Haar tante kan toveren, vertelde Tira ooit in de klas. ‘Een tovertante’, fluisterde Jacky toen en proestte het uit van het lachen. Lang geleden moest die tante vluchten uit haar land omdat ze iets vreemds had getoverd dat helemaal fout was. Ze kwam naar Nederland. Tira vertelde dat die tante midden in het oerwoud woonde. Ver weg in een Afrikaans land, Kenia genaamd. Tira’s ouders komen ook uit Kenia maar wonen al bijna heel hun leven hier. Zelfs Tira is nog nooit in Afrika geweest.
‘Kom op Jacky’, roept ze. ‘je loopt zo langzaam, zo komen we er nooit.’
Jacky schrikt wakker uit haar dagdroom en loopt wat harder achter Tira aan. Tira rent en huppelt maar verder. Jacky wandelt er rustig achteraan. Steeds moet Tira op haar vriendin wachten.

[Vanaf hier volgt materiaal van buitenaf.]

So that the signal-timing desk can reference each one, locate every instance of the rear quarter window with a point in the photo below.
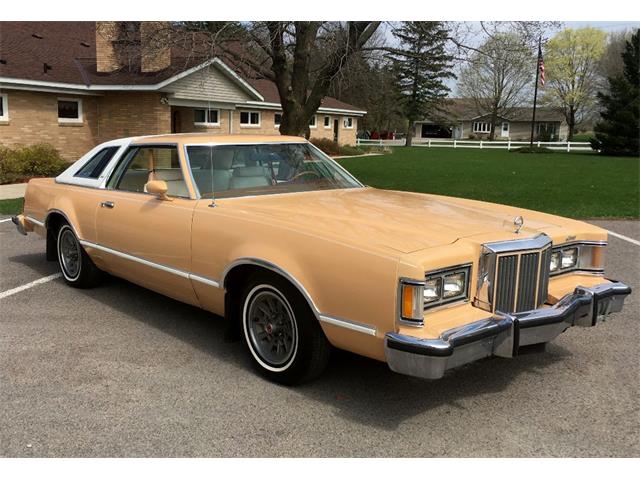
(96, 164)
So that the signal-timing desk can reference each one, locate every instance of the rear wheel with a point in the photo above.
(77, 268)
(282, 335)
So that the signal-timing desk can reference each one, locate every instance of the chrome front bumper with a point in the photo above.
(501, 334)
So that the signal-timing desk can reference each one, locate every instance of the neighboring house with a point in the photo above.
(462, 120)
(70, 85)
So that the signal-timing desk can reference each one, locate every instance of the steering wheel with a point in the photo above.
(306, 172)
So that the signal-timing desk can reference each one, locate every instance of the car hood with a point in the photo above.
(403, 221)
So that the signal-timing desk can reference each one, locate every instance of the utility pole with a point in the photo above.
(539, 63)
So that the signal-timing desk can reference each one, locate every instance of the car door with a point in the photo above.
(142, 237)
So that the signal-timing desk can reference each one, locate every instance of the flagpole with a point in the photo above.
(535, 91)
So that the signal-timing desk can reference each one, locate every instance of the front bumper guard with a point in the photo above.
(501, 334)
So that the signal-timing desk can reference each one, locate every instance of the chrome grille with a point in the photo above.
(514, 275)
(506, 283)
(527, 282)
(543, 286)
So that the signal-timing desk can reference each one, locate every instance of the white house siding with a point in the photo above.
(208, 84)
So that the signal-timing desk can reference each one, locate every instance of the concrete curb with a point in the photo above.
(14, 190)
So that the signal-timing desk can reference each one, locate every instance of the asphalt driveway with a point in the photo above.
(122, 371)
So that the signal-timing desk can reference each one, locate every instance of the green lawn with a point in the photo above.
(11, 206)
(579, 185)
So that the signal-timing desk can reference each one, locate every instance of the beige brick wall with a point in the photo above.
(127, 114)
(33, 118)
(346, 136)
(185, 119)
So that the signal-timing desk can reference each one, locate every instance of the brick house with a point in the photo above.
(461, 119)
(67, 84)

De tante is de dochter van een beroemde Afrikaanse toverman. Van hem heeft die tovertante alles geleerd. Ze leefden in de grote oerwouden van Kenia De bomen groeien daar tot aan de wolken. Als je daar in een boom klimt ben je na een uur nog niet bij de top. Zo hoog dus. Dokters waren er niet. Als iemand ziek was moest toverman komen. Die kookte dan van kruiden en planten een papje wat de zieke weer beter moest maken. Maar dat was niet het belangrijkste wat een toverman moest kunnen. Een toverman moest kunnen praten met de geesten van dode mensen. Die kon hij dan om hulp vragen voor zijn dorp. Sterk waren ze ook. Wilde beesten, zoals een leeuw, konden ze doden met blote handen. Aan de muur van tante hangt zo’n afgerukte kop van een leeuw, vertelde Tira op school.

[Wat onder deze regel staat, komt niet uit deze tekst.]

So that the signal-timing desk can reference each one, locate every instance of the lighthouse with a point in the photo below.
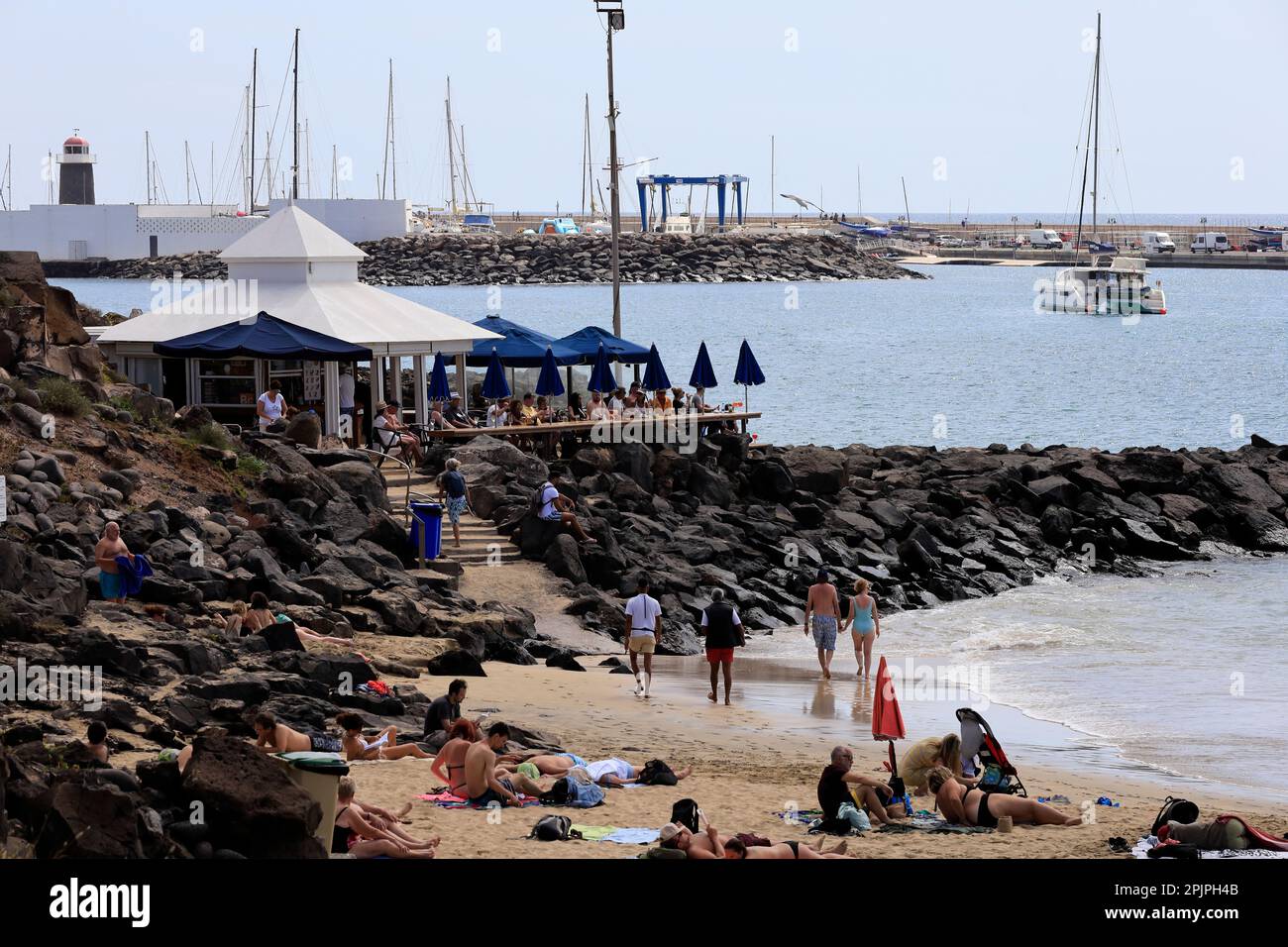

Omdat Jacky zo aan het dromen is loopt Tira elke keer meters voor haar uit. Maar zo is het eigenlijk altijd tussen die twee. Tira loopt altijd vooraan en durft alles. Jacky denkt wat meer over de dingen na en is rustiger. Misschien dat ze daarom zulke goede vriendinnen zijn. Tira wacht ongeduldig bij een stoplicht.
‘Kom op nou’, schreeuwt ze van afstand. Jacky begint wat harder te lopen want Tira heeft ook al op het knopje gedrukt. Groen, en Tira steekt over.
Jacky begint te rennen omdat anders het stoplicht weer op rood staat voor ze er is. Net op tijd steekt ze over.
‘Waar is het,’ vraagt ze. Tira wijst naar een flat een stukje verderop.
‘Daar op de zesde verdieping.’
Ze beginnen te rennen.
‘Wie er het laatste is, is een schildpad’, schreeuwt Jacky.
Lachend rennen ze op de voordeur van de flat af.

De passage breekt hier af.